Stocks have moved mostly lower in morning trading on Thursday, extending the pullback seen over the two previous session sessions. The tech-heavy Nasdaq has shown a significant move to the downside on the day.
Currently, the Nasdaq is down 181.40 points or 1.3 percent at 13,691.07. The S&P 500 is also down 29.73 points or 0.7 percent at 4,435.75, while the Dow is posting a more modest loss, down 42.68 points or 0.1 percent at 34,400.51.
The continued weakness on Wall Street partly reflects ongoing concerns about the outlook for interest rates following recent economic data.
A report released by the Institute for Supply Management on Wednesday unexpectedly showed faster service sector growth as well as an acceleration in price growth in the sector.
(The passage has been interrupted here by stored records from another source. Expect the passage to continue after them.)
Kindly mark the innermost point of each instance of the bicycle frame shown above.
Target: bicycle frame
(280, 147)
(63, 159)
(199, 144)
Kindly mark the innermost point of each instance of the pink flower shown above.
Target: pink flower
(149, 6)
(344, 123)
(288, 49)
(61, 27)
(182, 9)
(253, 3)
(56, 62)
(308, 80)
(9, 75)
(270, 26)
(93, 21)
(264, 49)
Adding to the interest rate concerns, the Labor Department released a report this morning showing an unexpected decrease in first-time claims for U.S. unemployment benefits in the week ended September 2nd.
The report said initial jobless claims fell to 216,000, a decrease of 13,000 from the previous week’s revised level of 229,000.
Economists had expected jobless claims to rise to 234,000 from the 228,000 originally reported for the previous week.
Jobless claims decreased for the fourth consecutive week, falling to their lowest level since a matching figure in the week ended February 11th.
“The claims data are a reminder that labor market conditions may be cooling, but the labor market is still tight,” said Nancy Vanden Houten, Lead U.S. Economist at Oxford Economics.
She added, “The claims figures don’t change our view for the Fed to keep policy steady at its meeting later this month, but more moderation in job growth will be needed to keep rate hikes permanently off the table.”
While the Fed is still widely expected to leave interest rates unchanged at its next meeting later this month, CME Group’s FedWatch Tool indicates a 44.6 percent chance of another rate hike in November.
A steep drop by shares of Apple (AAPL) is weighing on the Nasdaq, with the tech giant tumbling by 3.8 percent on the day.
The slump by Apple comes after a report from Bloomberg News said China plans to expand a ban on the use of iPhones in sensitive departments to government-backed agencies and state companies.
Computer hardware stocks have shown a substantial move to the downside on the day, resulting in a 3.2 percent nosedive by the NYSE Arca Computer Hardware Index.
Significant weakness has also emerged among semiconductor stocks, as reflected by the 2.6 percent slump by the Philadelphia Semiconductor Index.
Steel stocks are also seeing considerable weakness following weak Chinese trade data, dragging the NYSE Arca Steel Index down by 2.1 percent.
Networking, airline and banking stocks have also shown notable moves to the downside, while some strength is visible among pharmaceutical stocks.
In overseas trading, stock markets across the Asia-Pacific region moved mostly lower during trading on Thursday. Japan’s Nikkei 225 Index slumped by 0.8 percent, while China’s Shanghai Composite Index dove by 1.1 percent.
Meanwhile, the major European markets are turning in a mixed performance on the day. While the German DAX Index is down by 0.3 percent, the French CAC 40 Index is just above the unchanged line and the U.K.’s FTSE 100 Index is up by 0.2 percent.
In the bond market, treasuries have shown a lack of direction over the course of the morning. As a result, the yield on the benchmark ten-year note, which moves opposite of its price, is down by less than a basis point at 4.286 percent.